Supporting creative work by women
Regan Sims is an actor and artist born and raised in New York City. As valedictorian from the Professional Performing Arts School in 2014, she has most recently graduated from Rutgers’ Mason Gross School of the Arts with a BFA in acting. Through the Rutgers Theatre Company, Regan has worked under the direction of notable artists such as Mark Rylance, Kevin Kittle, Simon Dormandy, Kip Fagan and Matt Dickson.
Regan spoke to Works by Women about her love of mime, her favorite podcasts and the value of being a lifelong Girl Scout.
WORKS BY WOMEN: Tell me about Broken Box Mime Theater’s show SKIN.
REGAN SIMS: SKIN is about how we feel in our skin, how we look at other bodies and how we express ourselves. It is about identity and color and the people that the audience literally see on the stage. We also explore consent and point of contact and skin interactions. The company was very interested in how skin also relates to wildlife in terms of shedding, molting and mating.
WBW: What have you learned from performing mime?
RS: I’ve learned how vulnerable mime is. All you have is you and your other company members onstage. There are no props, sets, costumes to work with/hide behind! And we’re telling stories that we’ve created from scratch, some of which are incredibly personal. It becomes such a powerful outlet of communication because there is nothing in the way of you, as the storyteller, and the audience, as the fresh eyes to fill in the blanks with their imagination.
Regan Sims and Duane Cooper in SKIN | photo by Bjorn Bolinder
WBW: What first drew you to the theater?
RS: I grew up in Manhattan, and I went to a performing arts middle school and high school so I’ve been in love with theater ever since I can remember. What kept me in it and what inspires me is my family. They encourage me to be the best that I can be and to surround myself with the things that I love. Live theater. There is no place like being in a live theater.
WBW: What type of theater work interests you the most and why?
RS: Right now, it’s Broken Box Mime. The power of simple storytelling has me hooked. It’s collaborative, it’s thoughtful, it’s so gosh darn powerful and it starts conversation. Hearing the buzz in the audience during the show excites me. Watching this kind of theater you just want to turn to your neighbor and say “Oh my gosh, what did you see in that moment?”.
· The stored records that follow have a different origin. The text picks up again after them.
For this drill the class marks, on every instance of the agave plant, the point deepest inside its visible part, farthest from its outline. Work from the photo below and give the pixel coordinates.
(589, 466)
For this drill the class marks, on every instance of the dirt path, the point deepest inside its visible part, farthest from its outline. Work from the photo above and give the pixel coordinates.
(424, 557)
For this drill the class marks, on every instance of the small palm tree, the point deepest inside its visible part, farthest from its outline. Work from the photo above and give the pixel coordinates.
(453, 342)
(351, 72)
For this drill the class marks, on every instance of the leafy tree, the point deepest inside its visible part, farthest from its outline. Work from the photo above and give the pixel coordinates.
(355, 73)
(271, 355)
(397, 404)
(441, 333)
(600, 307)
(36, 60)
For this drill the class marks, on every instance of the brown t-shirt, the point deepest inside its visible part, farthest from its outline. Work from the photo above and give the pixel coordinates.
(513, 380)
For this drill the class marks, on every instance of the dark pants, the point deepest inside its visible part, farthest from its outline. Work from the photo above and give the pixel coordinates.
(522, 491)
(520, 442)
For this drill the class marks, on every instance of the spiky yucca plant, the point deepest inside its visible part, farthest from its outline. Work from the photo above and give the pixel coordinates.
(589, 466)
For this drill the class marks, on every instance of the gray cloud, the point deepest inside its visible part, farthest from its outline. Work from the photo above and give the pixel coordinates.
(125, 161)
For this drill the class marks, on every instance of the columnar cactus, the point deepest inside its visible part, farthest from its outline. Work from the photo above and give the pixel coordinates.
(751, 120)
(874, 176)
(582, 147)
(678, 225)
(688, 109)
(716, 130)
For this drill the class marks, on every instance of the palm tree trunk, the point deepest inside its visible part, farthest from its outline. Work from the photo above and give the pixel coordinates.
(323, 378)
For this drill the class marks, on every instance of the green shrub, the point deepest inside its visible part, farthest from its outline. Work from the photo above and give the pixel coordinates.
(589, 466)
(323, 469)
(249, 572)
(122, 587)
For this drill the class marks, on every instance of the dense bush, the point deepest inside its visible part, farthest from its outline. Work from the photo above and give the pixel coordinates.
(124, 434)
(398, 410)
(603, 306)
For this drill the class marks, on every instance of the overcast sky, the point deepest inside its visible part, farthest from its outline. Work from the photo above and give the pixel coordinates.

WBW: Tell me about being a lifelong Girl Scout. What has that meant to you?
RS: Being a Girl Scout is all about community. It is about lifting other girls and women up and empowering one another to strive for excellence. My girl scout leader Stacey Pilson has taught me so much about community. She has taught me about being a leader, being a good listener, being myself. She is my second mom and I look up to her because she cares so much about helping others. And she supports my passion for the arts like no other.
WBW: What’s a podcast, film or other piece of art that you recommend and why?
RS: I’ve been listening to Such Stuff: The Shakespeare’s Globe podcast and The Moth podcasts. I studied abroad in London at the Globe for six months and I highly recommend Such Stuff because The Globe knows how to do live theater and how to talk about it. On the podcast, they have some of the most profound scholars and educators who talk about race, women, refugees, etc. and how the works of William Shakespeare are in conversation with these things today. And I recommend The Moth because I like hearing other people’s stories from around the globe. It’s extraordinarily ordinary people sharing and passing on their stories. I love that.
WBW: What’s the best piece of advice you’ve ever received?
RS: “Toma tu tiempo.” A great family friend told me that because I was telling her that I wanted to do everything; be a part of everything, be famous, be successful, BE MY ABSOLUTE BEST SELF AT THAT MOMENT. I was riling myself up and she put her hands on my cheeks (and she is a rather small woman and I am significantly taller so she brought me down to her level), looked me in my eyes and said “Toma tu tiempo.” Things take time, life doesn’t happen in a single second. And rushing to get to a “goal” makes us miss the beauty of the journey.